Now, i live in a place where halibut caught just a few miles away is $26.00 lb. And salmon is often over $10.00.
Blue collar families are not going to be eating much fresh fish. Another thing I am really curious about is this foreign farmed fish thing. You couldn't pay me to eat fish from China.... But that's all there is to buy in places like Walmart . And it's all frozen so you can't see it. Even things labeled The Great American Seafood Co in a flag wrapped package are actually from China.... right there on the label.
Why aren't we actively farming our own fish? Catfish is a perfect answer for the Southern economy. Walmart should have it's own fish farms in Walton.... but not as it is now at $8.00 a pound. If catfish costs more than steak, why not eat steak?
Fast food chains should make catfish a tasty substitute for some of the increasingly crappy beef it is trying to peddle
And if you can farm shrimp in Chin a why not do it here or in Mexico?
As a fellow Long Islander i well remember going down to the dock and buying my dinner 40 years ago. Why is that such an impossibility now?
California Fish and Game did an audit on the health of the fish in the state.

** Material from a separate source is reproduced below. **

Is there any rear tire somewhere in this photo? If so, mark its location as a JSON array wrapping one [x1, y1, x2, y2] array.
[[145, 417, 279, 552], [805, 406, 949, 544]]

In the San Fransisco bay area, the fishing license gives limits on how much fish one should eat in a two week period due to mercury contamination. In San Jose, there is still a barely readable rusty old sign on Guadalupe River at W.Alma Ave that says 'Do not fish, Mercury contamination.' The sign pre-dates the audit. That killed my appetite for local fish. There are some good crawdads and salmon is coming back.8(
I think a lot of the reasons that they are not buying from here is because we are always inundated with news, Bad news about our areas. Like the New Horizon oil rig tragedy. Everyone knew that there were millions of gallons of crude oil pumped into the whole Gulf of Mexico and now they are worried about the quality of the seafood comming out of that whole area. And then back in the 60's and early 70's there was all of. The bad news about the water in the Great Lakes and parts that actually caught fire, So the people stopped eating seafood from that source. And this keeps happening ALL THE TIME Until they finally give up and buy it from an area that they have not ever heard and bad press from. If they want to turn this around then they have to get the POSITIVE NEWS out about our waters. Ever since the introduction of the invasive species called the ZEBRA MUSSLE in the Great Lakes they have had a surprising effect of cleaning up the waters A LOT!! So much so that the local fish populations have trouble finding suitable spawning grounds since there is so little algae in the water. And now the fish from the Great Lakes Are WONDERFULLY CLEAN and TASTY!
So let's get the word out about more of these locals that are helping bring back our locally sourced seafood or else someone else from some where else is going to beat them to it.
So, does that mean that there are no poor people in Paris? Or does it mean that poor people cannot afford to shower? I'm confused. It seems quite unfair to just state that Americans "want a lot of it, really cheap, really fast, and really easy. And that applies to food too."
@Gloria A. We don't farm our own fish because our land and water resources are used for what is culturally important to us: Beef, poultry, grains.... Of which we are net exporters.
As far as marine culture, we have decided that an unobstructed ocean front view is more important and valuable than cages of fish floating just off the coast.
And we can add fish cleaning and boning to a list of "Jobs that Americans do not want to do".
Greenburg mentions much about the export of our whole fish for processing in China. And I think if American would just eat fish with bones and skin like most of the rest of the world, that business would go away.
Sounds fair to me. Sounds exactly what Americans want and they prove it with every walmart, drive through and online puchase they make.
@Wonder Mike Not sure where I stand on this. Sure its true that business will react to consumer preferences but it is also true that the consumer gets to choice only from what is available. The supply chains much prefers low cost farmed fish for menus and retail ads to erratic wild caught species. So the consumer gets less choice.